Along with local impacts, widespread disruption of the planet’s ecosystems will profoundly affect Cambridge. The costs of constructing an energy system that relies on renewable sources like the sun and wind and includes major energy conservation measures are small compared to the costs of dealing with the disruptions we will face if we fail to act.
Climate Protection Goals and CPAC
The scientific community advises that the world needs to achieve approximately 80 percent reductions in greenhouse gas emissions by 2050 to avoid the most dangerous disruptions to our climate, and the City Council, following the lead of the Commonwealth, has adopted this goal. Take a look at the Cambridge Climate Protection Plan for details.
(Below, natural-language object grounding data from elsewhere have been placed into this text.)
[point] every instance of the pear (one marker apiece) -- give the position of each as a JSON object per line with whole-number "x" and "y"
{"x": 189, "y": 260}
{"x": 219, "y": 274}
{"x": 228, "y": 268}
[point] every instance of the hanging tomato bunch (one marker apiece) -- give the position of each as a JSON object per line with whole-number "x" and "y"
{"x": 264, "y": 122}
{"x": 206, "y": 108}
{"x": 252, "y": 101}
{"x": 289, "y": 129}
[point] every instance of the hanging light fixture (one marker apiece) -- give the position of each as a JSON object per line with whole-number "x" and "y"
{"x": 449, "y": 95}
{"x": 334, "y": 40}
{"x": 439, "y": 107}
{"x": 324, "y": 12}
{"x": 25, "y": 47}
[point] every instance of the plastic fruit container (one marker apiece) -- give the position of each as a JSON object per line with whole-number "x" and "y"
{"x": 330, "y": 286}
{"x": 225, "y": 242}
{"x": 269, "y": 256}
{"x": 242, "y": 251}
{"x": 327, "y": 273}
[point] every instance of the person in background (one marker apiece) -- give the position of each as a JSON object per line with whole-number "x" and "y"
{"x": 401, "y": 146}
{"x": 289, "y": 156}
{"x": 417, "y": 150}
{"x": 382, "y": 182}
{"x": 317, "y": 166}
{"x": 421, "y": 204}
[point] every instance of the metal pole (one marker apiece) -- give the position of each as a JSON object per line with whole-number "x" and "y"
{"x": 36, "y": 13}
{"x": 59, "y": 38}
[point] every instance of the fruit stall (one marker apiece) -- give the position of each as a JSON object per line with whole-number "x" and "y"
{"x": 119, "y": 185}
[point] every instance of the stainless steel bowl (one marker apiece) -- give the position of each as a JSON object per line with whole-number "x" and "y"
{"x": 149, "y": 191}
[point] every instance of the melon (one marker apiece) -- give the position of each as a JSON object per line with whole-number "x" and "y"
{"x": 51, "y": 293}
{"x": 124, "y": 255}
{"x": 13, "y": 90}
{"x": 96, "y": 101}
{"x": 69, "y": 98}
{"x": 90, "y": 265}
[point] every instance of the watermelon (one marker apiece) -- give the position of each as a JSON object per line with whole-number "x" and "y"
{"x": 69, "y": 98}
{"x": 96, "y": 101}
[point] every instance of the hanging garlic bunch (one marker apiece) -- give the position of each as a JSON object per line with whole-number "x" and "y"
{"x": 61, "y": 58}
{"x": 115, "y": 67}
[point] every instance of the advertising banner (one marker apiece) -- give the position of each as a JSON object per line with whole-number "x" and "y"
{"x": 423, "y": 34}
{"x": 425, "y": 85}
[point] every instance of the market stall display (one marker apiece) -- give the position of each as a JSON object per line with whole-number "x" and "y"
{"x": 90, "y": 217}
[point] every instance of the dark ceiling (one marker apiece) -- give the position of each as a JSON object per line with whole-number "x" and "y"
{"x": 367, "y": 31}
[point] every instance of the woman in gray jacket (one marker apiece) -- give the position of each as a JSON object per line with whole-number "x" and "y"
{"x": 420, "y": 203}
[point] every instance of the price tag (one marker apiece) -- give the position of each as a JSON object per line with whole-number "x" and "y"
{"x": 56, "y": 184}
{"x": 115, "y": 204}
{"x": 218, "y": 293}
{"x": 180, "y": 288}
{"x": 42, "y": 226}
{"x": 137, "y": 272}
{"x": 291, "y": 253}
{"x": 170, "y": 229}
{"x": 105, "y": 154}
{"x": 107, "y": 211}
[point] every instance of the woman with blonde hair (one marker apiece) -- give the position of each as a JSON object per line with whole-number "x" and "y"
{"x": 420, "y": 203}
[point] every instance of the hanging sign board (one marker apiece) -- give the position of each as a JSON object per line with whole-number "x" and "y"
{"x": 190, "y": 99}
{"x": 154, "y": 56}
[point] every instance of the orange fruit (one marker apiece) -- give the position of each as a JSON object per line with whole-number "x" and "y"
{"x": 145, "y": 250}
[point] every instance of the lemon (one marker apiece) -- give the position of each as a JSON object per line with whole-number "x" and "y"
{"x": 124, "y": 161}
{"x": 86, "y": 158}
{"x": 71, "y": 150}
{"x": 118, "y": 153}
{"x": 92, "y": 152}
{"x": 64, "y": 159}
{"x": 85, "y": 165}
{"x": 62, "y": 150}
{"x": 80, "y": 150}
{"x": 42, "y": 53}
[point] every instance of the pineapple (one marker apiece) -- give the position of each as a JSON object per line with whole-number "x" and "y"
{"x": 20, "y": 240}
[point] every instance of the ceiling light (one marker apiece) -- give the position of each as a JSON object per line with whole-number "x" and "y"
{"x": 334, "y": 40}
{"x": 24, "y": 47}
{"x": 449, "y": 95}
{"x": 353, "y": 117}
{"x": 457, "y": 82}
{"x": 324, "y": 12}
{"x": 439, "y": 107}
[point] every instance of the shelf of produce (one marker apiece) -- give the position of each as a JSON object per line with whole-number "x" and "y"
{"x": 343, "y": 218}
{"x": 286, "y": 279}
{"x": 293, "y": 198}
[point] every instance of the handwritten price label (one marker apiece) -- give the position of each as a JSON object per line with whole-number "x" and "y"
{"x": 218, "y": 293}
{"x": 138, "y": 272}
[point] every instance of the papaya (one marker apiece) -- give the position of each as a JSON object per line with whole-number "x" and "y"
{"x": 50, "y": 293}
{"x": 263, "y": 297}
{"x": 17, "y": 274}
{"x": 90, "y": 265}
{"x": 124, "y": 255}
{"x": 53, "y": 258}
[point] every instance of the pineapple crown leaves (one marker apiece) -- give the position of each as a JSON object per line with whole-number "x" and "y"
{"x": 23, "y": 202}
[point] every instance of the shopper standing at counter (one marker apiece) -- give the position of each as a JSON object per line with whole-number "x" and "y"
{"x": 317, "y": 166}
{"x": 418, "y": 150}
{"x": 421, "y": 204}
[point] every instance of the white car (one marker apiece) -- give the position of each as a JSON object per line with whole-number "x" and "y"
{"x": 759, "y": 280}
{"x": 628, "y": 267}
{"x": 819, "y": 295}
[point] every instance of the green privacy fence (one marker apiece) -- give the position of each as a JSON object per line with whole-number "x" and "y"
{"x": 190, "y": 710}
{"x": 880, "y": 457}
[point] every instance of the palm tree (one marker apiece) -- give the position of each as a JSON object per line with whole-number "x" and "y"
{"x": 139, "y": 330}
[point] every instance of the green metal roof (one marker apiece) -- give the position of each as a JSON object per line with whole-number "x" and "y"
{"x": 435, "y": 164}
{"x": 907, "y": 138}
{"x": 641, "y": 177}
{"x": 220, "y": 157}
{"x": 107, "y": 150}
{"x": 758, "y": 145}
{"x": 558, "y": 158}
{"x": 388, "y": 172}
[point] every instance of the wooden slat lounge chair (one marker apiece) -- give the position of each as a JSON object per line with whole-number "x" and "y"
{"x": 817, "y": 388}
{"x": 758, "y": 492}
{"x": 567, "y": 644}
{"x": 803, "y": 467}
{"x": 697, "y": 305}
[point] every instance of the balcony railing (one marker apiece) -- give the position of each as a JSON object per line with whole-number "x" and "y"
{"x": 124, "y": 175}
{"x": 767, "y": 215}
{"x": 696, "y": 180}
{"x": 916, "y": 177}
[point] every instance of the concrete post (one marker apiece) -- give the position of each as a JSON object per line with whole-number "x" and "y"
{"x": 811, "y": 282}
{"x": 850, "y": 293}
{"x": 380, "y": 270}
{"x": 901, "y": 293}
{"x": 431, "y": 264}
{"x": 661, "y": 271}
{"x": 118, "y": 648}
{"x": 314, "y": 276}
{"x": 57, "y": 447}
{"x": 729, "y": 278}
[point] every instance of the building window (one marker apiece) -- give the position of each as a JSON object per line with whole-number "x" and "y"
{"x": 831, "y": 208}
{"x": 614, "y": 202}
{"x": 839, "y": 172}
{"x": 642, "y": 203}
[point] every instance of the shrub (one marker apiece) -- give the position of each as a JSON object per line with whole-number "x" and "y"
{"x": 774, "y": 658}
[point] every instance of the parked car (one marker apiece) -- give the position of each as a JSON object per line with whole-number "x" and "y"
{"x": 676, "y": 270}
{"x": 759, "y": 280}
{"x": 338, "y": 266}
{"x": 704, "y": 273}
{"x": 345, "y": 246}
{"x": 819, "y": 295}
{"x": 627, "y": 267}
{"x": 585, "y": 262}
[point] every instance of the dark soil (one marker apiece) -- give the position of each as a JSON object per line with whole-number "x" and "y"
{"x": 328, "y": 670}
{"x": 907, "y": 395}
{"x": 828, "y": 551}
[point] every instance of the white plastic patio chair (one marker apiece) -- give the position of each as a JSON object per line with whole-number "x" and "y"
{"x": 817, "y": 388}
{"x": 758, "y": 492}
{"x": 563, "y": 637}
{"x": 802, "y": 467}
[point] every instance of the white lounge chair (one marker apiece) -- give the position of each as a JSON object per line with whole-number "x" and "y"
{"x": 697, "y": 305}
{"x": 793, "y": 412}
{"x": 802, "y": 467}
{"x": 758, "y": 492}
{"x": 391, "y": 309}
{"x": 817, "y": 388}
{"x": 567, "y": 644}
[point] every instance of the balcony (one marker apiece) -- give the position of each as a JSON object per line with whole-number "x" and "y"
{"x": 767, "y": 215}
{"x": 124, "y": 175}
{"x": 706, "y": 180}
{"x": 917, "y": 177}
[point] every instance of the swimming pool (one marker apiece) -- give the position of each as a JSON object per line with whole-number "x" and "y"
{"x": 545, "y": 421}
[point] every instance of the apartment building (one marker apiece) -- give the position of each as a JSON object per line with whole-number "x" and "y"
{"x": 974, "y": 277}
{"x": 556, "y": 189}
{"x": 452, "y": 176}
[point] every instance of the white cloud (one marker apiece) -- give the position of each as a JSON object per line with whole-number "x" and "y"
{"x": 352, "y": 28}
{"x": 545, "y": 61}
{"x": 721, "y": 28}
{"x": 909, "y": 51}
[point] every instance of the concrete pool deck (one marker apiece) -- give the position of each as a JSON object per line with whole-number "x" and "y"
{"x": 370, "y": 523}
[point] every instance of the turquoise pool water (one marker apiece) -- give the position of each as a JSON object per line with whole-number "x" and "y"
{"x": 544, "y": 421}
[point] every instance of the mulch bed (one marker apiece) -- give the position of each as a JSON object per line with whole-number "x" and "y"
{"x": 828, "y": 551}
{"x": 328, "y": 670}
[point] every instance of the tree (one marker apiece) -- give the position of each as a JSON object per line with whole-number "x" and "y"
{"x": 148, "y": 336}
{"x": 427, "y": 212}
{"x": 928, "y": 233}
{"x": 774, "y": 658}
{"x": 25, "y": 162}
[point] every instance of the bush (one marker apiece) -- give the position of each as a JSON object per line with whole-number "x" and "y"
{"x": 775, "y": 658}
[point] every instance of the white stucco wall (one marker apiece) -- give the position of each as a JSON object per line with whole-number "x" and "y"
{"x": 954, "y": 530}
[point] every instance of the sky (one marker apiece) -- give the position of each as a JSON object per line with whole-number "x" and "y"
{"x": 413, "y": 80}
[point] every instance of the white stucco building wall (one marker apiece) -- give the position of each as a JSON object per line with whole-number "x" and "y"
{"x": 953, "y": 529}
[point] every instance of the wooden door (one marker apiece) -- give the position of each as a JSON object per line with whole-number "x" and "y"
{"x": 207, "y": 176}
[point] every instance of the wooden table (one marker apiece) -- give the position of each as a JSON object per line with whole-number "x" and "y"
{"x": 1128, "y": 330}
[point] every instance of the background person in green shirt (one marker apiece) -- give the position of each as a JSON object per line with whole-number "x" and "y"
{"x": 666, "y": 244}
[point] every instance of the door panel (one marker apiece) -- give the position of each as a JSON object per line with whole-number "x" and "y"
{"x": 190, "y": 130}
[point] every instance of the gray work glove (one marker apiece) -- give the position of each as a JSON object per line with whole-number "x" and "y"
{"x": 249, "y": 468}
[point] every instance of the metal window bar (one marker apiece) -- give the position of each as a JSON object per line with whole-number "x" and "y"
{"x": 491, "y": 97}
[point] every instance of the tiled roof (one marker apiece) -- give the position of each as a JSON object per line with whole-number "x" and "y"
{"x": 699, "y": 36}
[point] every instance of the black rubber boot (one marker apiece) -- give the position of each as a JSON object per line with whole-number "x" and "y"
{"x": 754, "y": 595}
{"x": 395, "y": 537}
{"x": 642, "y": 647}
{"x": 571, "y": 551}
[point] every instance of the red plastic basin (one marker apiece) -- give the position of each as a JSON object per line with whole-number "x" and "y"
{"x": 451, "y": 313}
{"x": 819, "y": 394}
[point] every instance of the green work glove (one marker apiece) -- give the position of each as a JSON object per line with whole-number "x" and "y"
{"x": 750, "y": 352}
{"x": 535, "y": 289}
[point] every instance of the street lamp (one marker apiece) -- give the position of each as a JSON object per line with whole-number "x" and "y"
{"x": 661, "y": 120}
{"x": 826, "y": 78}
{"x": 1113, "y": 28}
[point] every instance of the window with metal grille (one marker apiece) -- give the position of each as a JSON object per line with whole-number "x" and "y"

The Climate Protection Action Committee - CPAC - has looked at what that goal would mean, that is, what Cambridge will need to do in order to reduce emissions by 80 percent. They envision that we will have harnessed the capabilities of residents, businesses, and institutions to transform Cambridge into a city that:
- Comprises energy efficient buildings
- Relies on walking, bicycling, and transit for mobility
- Runs on renewable and non-fossil fuel energy
- Eliminates the generation of waste by closing material loops
- Minimizes the urban heat island effect through increased vegetative cover and reduces heat-absorbing surfaces
- Anticipates and adapts to the impacts of climate change
- Is internationally recognized for climate change education
- Is a center of entrepreneurship for climate change solutions
City staff and CPAC are developing objectives and actions that focus on a near-term target year of 2020 and move the city toward these long-tem goals. The 2020 target year is consistent with the Commonwealth’s near-term goal and is not so far off as to be made obsolete by technological and social changes. As circumstances develop, the goals and actions will evolve as well.
Many of the most immediate actions to mitigate climate change have other important benefits: less air pollution, lower energy costs, and a more verdant and healthier community.
Climate Resilient Community
Climate change is happening faster than many climate scientists envisioned even a few years ago, adding to the urgency for taking action to adapt to its impacts. In the United States, much of the planning for adaptation is happening on the local level.
While planning for adaptation, it is important to continue to focus on mitigating climate change; there is much that can and should be done to reduce the impacts by dramatically reducing emissions. For many local efforts, actions to reduce emissions are also actions to adapt. For example, better-insulated homes can reduce energy use and help people be more comfortable in both hot and cold weather. Greater reliance on using travel modes other than driving alone may be especially important during major storms. White roofs reduce the need for building air conditioning and keep the city cooler.
Adaptation will mean reconfiguring infrastructure so that it can cope with more severe storms. Other efforts may range from planting more trees to absorb rainfall and cool the city, to providing heat shelters, to creating a community buddy system that encourages residents to develop networks of concern through which neighbors check up on each others’ well-being.
The City is conducting a vulnerability assessment to help guide adaptation planning. The assessment is expected to be completed by the end of 2013.